Bhalla, 3 council allies, endorse ‘Hoboken Together’ BOE slate that’s running unopposed


Hoboken Mayor Ravi Bhalla and his three allies on the city council have endorsed the “Hoboken Together” Board of Education slate that is running unopposed in the November 3rd race.

From left to right: Hoboken Board of Education President Sharyn Angley, Trustee Chetali Khanna, and Trustee Melania Tekirian are running as the “Hoboken Together” slate. Twitter photo.

By John Heinis/Hudson County View

“When casting your ballot, I hope you’ll vote in our school board elections for 3 strong voices for our schools: Sharyn Angley, Chetali Khanna & Melanie Tekirian. During their terms, all three have worked tirelessly to improve the educational experience for our children,” Mayor Ravi Bhalla tweeted yesterday.

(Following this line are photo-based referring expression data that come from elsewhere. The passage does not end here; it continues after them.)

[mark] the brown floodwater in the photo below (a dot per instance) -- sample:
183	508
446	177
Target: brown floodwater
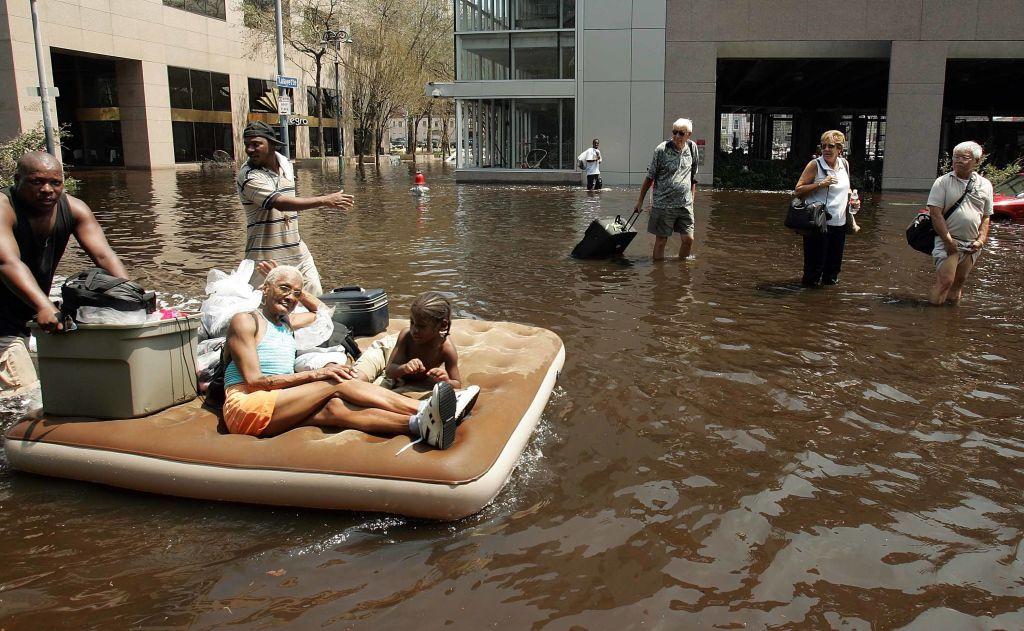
723	449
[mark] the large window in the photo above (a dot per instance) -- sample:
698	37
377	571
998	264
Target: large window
201	103
330	102
517	133
514	14
210	8
516	55
263	95
198	89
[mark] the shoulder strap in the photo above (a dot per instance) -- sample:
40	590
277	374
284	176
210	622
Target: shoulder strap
967	190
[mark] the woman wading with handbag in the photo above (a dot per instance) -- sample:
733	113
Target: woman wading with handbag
826	179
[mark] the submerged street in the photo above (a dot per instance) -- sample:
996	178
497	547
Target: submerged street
723	448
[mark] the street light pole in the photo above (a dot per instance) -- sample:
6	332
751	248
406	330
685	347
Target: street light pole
281	73
44	93
338	38
337	115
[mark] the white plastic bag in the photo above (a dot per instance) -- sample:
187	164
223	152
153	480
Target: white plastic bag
316	333
108	316
208	353
228	294
316	361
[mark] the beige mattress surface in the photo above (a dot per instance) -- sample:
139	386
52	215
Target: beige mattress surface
509	363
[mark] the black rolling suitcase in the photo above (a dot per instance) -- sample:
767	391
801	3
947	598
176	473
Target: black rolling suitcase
606	238
363	310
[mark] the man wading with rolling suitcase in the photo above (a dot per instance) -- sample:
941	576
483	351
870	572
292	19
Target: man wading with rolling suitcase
672	171
37	219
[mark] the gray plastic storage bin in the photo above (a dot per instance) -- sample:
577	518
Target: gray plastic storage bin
118	371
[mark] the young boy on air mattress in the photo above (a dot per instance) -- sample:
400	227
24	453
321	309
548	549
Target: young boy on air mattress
420	355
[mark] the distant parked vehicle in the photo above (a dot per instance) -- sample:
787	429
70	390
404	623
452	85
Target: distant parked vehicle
1008	203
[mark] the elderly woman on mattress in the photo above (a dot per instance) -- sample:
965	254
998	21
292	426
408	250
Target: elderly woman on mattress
265	396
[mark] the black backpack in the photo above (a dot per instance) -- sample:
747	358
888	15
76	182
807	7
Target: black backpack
95	287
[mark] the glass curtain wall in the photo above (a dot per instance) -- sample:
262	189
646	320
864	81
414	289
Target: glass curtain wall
517	133
328	125
491	56
514	14
201	102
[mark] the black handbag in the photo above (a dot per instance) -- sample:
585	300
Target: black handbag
805	217
921	234
96	287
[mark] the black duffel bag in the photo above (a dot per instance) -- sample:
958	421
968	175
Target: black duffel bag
921	234
96	287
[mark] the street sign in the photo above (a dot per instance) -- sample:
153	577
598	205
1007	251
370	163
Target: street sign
287	82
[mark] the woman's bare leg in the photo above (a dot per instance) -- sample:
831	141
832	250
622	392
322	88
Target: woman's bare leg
299	403
373	395
339	414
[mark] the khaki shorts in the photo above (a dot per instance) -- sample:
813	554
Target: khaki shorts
665	221
249	412
17	374
939	254
374	361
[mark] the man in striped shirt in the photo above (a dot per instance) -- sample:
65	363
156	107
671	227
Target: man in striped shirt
266	190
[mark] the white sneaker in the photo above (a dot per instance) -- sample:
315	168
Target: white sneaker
436	419
465	400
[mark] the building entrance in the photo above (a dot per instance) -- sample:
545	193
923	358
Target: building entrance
88	108
980	103
772	113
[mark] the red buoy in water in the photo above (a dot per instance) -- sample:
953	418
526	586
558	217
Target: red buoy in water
421	184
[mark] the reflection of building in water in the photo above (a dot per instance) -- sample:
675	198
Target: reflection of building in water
398	127
537	80
153	83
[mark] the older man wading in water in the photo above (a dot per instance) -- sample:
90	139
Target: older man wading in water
37	219
266	190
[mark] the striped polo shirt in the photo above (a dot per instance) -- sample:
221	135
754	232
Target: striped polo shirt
269	233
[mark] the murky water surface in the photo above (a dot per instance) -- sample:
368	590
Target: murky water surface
723	449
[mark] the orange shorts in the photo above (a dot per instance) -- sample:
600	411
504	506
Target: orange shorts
248	413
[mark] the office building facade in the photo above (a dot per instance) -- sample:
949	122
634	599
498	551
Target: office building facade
152	83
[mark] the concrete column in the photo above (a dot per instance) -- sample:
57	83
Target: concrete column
913	114
690	76
144	101
240	114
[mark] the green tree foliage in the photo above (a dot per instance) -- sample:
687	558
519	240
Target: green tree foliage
304	23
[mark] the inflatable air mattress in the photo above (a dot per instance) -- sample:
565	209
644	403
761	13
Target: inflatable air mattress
184	451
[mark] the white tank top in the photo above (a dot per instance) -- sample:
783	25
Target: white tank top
838	195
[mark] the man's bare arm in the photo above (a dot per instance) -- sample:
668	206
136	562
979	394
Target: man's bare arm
92	240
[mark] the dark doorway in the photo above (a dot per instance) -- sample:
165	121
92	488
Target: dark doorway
771	114
88	107
980	102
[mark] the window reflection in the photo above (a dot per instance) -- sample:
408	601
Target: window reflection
517	133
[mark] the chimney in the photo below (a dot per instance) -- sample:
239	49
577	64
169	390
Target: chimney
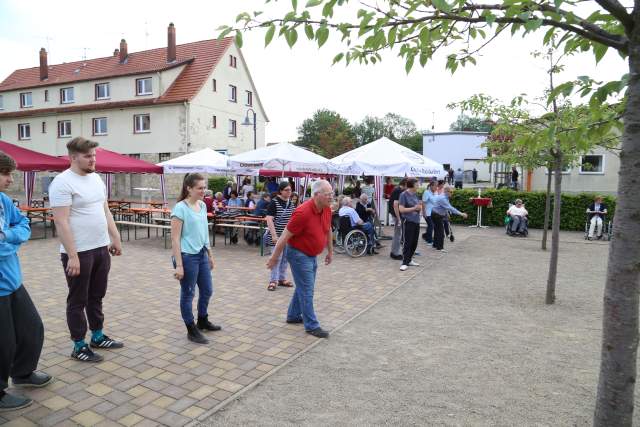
123	51
44	69
171	43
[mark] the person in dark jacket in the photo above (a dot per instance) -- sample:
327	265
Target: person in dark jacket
596	214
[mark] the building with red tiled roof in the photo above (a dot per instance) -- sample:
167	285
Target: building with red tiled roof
155	104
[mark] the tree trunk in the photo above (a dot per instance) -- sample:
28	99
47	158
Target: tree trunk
555	229
547	208
614	403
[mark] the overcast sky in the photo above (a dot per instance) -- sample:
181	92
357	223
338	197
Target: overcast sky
292	84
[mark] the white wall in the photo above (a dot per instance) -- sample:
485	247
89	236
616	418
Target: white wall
454	147
208	103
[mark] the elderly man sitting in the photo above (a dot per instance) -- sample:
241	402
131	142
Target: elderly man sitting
347	209
518	215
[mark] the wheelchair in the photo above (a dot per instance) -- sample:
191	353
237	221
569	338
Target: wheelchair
607	229
349	240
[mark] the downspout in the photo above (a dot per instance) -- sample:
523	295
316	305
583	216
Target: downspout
186	127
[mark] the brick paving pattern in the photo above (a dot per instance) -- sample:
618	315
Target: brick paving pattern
160	378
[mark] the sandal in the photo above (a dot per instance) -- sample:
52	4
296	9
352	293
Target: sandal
285	283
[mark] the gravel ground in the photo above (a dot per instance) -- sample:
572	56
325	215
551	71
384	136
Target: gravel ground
467	340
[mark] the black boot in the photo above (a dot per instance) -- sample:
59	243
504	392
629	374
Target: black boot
205	325
195	335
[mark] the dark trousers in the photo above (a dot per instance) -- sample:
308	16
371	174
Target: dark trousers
21	336
428	235
411	234
438	230
86	291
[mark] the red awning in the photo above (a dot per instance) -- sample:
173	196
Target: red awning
112	162
32	161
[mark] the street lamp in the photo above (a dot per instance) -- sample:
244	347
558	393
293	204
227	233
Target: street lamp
248	122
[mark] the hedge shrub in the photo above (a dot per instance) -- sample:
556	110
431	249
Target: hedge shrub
572	214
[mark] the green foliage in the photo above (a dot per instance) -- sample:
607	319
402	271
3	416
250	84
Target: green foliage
326	133
217	183
572	214
465	123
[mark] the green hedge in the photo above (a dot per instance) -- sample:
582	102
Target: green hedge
572	214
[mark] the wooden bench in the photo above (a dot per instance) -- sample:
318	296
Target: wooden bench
166	229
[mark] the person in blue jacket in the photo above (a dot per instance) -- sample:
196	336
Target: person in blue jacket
21	329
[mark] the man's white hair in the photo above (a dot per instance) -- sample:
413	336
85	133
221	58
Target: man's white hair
316	187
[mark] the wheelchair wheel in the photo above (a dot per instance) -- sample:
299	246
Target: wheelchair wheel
355	243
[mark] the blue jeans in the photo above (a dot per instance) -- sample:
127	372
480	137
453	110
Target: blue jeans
196	271
303	269
279	271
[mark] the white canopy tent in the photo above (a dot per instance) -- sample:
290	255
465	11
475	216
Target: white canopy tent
282	157
385	157
204	161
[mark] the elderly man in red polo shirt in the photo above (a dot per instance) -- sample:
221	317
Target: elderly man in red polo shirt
307	234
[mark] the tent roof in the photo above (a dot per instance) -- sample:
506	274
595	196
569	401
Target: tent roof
283	157
29	160
112	162
385	157
206	161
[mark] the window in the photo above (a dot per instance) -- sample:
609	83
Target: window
66	95
24	131
64	129
141	123
103	91
25	100
593	163
100	126
143	86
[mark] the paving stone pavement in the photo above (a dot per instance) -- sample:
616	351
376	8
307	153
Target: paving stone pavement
160	378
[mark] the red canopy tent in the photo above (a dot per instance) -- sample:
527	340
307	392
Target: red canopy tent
30	162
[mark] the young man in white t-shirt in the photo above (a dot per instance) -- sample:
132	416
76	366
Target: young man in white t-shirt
518	215
89	237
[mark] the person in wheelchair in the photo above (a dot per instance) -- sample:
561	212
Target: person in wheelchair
346	209
596	213
517	219
366	213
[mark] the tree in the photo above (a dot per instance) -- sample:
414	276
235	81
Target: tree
466	123
326	133
418	29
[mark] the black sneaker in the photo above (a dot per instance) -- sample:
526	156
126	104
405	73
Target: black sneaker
9	402
204	324
86	355
106	342
35	379
319	333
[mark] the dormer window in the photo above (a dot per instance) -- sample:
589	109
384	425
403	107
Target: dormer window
143	86
67	95
26	100
103	91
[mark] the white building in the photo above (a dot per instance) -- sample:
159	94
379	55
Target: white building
154	104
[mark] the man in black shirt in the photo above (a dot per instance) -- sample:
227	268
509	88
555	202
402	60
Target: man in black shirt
396	245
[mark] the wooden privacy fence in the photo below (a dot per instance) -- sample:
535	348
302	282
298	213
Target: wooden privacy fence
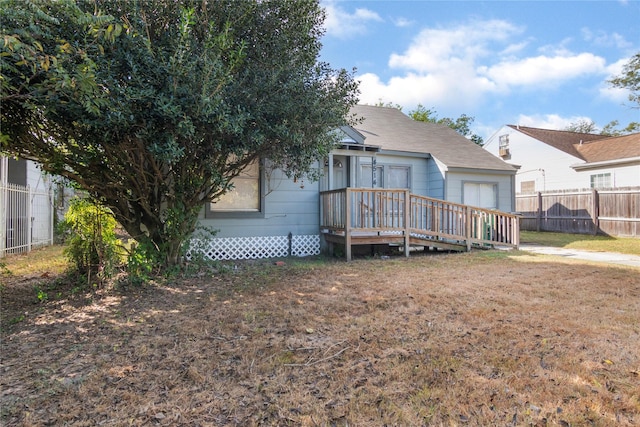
613	212
364	216
26	218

“Their efforts speak for themselves – upgraded curriculum for students with Project Lead the Way, 98.9% graduation rate at Hoboken High School, improvements to our popular childhood education programming, investments in Special Education Services, and so much more.”

In their own separate statement this afternoon, Council members-at-Large Emily Jabbour and Jim Doyle, along with 5th Ward Councilman Phil Cohen, also threw their support behind the three incumbent school board members.

“Whether it is dramatically increasing enrollment numbers in the Hoboken Public School District, managing the challenges of COVID-19, supporting our innovative Superintendent of Schools, Dr. Christine Johnson, or working as responsive, responsible volunteers who selflessly give their time and talents to our community, Sharyn, Chetali and Melanie have earned our respect with a track record of proven accomplishment, and they deserve your support for re-election,” the trio said in a joint statement.

Angley, the board president, Khanna, and Tekirian are seeking three, three-year terms on the board after being elected in 2017.

The BOE has recently made local headlines due to a 770 Jackson St. payment in lieu of taxes agreement (PILOT) with the city that would now enable $243,000 to be allocated to the schools.

However, what exactly that means has been heavily debated, with the charter schools pushing to be included in the direct PILOT allocation and the BOE advocating for the opposite.

Ultimately, the council decided to do neither after nearly three hours of public comment at Wednesday’s meeting, instead opting to pull the resolution that would’ve split the revenue roughly 80/20 between the BOE and the charters, as HCV first reported.